Para se ter uma ideia da histórica falta de prioridade pelos governos, a bacia do Gravataí, fruto da mobilização político-ambiental na busca por identificar áreas alagadas, tem o processo mais avançado do RS, mesmo que estudos se arrastem desde o PAC da Prevenção lançado em 2012!

Após uma década, está em andamento a confecção de estudos e projetos para, por exemplo, diques de contenção de cheias em Gravataí (Parque dos Anjos), Cachoeirinha (da ponte divisa com Porto Alegre até atrás do Cadop) e na zona norte de Porto Alegre, além de, para enfrentar estiagem, os 13 minibarramentos no Rio Gravataí.

Resumidamente, as obras são necessárias para diminuir a velocidade da água no inverno de chuvas e segurar a água no verão de seca para o banhado não esvaziar rápido.

Para efeitos de comparação, o Vale do Taquari, em 2023 imerso em uma tragédia, não tem plano algum.

Mas, por que é tão importante a ‘mancha de inundação’ e restrições de ocupação do solo?

Em um exercício simples de lógica, respeitá-la significa evitar problemas futuros, enquanto se busca resolver problemas do passado e do presente.

Inegável é que a não aceitação da recomendação da Metroplan pelos municípios, antes e depois do estudo, permitiu silenciosos aterramentos e barulhentas construções em áreas onde se sabe que a água pode chegar.

Para não restar apenas na crítica, é preciso saudar, por exemplo, iniciativas como o loteamento Breno Garcia, parceria entre governos federal, estadual e municipal, que recebeu milhares de moradores retirados de áreas de risco.

E, mesmo que não baste apenas Gravataí respeitar a sustentabilidade (as águas não tem fronteiras), é preciso elogiar a assinatura pelo prefeito de estudo para o Plano Municipal de Drenagem – que vai detalhar o que precisa ser feito dentro da ‘mancha de inundação’, que inclui o Parque dos Anjos e a Vila Rica, por exemplo.

Concluo, da mesma forma que sempre, sobre este tema: caso Zaffa e os vereadores segurem o dique das pressões do mercado imobiliário e aprovem um Plano Diretor sustentável, mostrarão na prática que as forças políticas de Gravataí têm a medida do problema social causado pelas cheias e secas.

Ah, mas não tem Plano Diretor para a ventania, alguém pode dizer, usando como argumento o principal vilão do temporal de terça.

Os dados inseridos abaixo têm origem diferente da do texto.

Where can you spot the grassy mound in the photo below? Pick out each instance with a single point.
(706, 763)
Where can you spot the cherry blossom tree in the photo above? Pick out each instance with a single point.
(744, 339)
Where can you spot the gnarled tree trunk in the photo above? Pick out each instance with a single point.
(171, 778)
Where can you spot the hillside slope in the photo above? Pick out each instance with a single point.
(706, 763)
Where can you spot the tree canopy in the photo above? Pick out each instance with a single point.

Verdade. É por isso que usei o verbo mitigar: “(tornar-se) mais brando, mais suave, menos intenso (ger. dor, sofrimento etc.); aliviar, suavizar, aplacar”.

Próximo ou além dos tipping points, os “pontos de não retorno”, já vivemos uma crise climática que não terá seu fim no Super El Niño 2023-2024. Mas essa responsabilidade, dos donos do mundo, resta acima do prefeito e dos 21 vereadores. Além da zeladoria da cidade e da cobrança sobre as concessionárias privatizadas (o que, antes e depois do desastre, reputo impecável neste episódio), é o Plano Diretor o que está ao alcance de nossos políticos. E, como em todo Plano Diretor, alguém perde. Que não seja o interesse coletivo a ser deixado de fora do barco.

Ao fim, é mais sobre o que disse Greta, do que sobre os sinais de Jesus e o fim dos tempos, como li em post de seguidora. Com o ‘Deus Dinheiro’ sempre soprando forte, claro.